La Silicon Valley Bank è fallita. L’annuncio della perdita di una perdita di 1,8 miliardi di dollari a seguito della vendita di un portafoglio di titoli da 21 miliardi ha indotto clienti e investitori a ritirare i propri depositi. Solo due giorni dopo è intervenuto il Governo Usa con la decisione di chiudere la banca
di Mario Tosetti
Una delle più importanti banche statunitensi del settore delle startup tecnologiche, la Silicon Valley Bank, è fallita. Si tratta del più grande fallimento della storia del Paese dopo quello del Washington Mutual nel 2008.

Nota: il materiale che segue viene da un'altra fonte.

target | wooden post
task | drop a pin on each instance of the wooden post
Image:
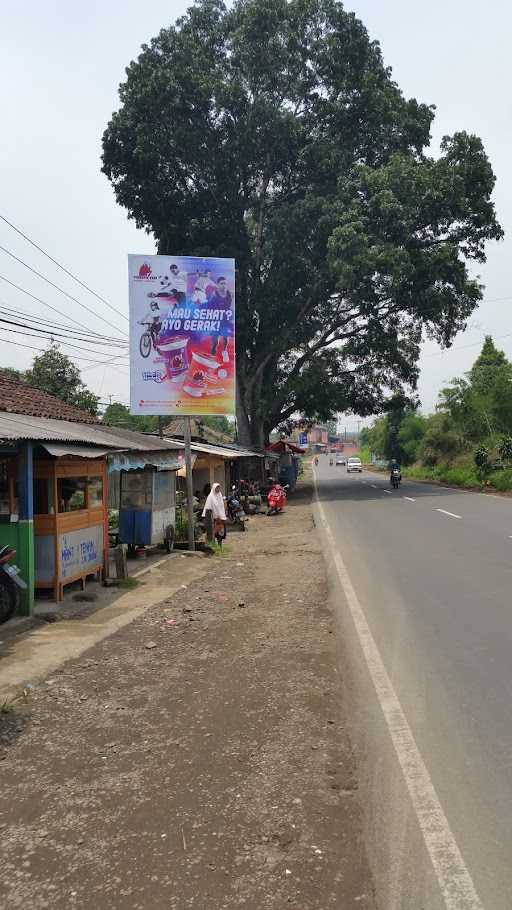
(208, 520)
(121, 564)
(190, 486)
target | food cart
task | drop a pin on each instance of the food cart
(70, 521)
(147, 507)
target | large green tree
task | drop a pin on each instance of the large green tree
(480, 404)
(54, 372)
(273, 132)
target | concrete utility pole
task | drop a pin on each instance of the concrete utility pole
(190, 485)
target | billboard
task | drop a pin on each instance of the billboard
(182, 335)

Eppure nulla lasciava presagire un epilogo così drammatico da rendere necessario l’intervento del governo Usa. Solo fino ad un anno e mezzo fa la SVB aveva una valutazione di oltre 44 miliardi di dollari, nel 2021 la banca gestiva circa la metà di tutti i fondi impiegati per finanziare le startup complice il fatto che si trattava di una banca specializzata in investimenti tecnologici.
Lo scorso 8 marzo la Silicon Valley Bank ha comunicato una perdita di 1,8 miliardi di dollari a seguito della vendita di un portafoglio di titoli da 21 miliardi, che ha dovuto cedere per coprire il calo dei depositi da parte dei clienti. Per rientrare della perdita, la banca ha allora annunciato una vendita di azioni dal valore di 1,75 miliardi. Il giorno successivo il valore del suo titolo è crollato del 60%.
La notizia del fallimento di SVB ha avuto ovvie ripercussioni negative sui mercati azionari. La segretaria del Tesoro, Janet Yellen, si è affrettata a ribadire che il sistema bancario statunitense è solido. Tuttavia, sono evidenti gli effetti negativi per le società di investimento di capitali attive nel settore tecnologico che utilizzavano la SVB per le proprie attività finanziarie. Infatti, i depositi entro i 250mila dollari saranno garantiti dalla Federal Deposit Insurance Corporation, l’ente che offre garanzie sui conti correnti, ma la quasi totalità degli investitori che aveva cifre molto più alte rischia di non ricevere nulla indietro.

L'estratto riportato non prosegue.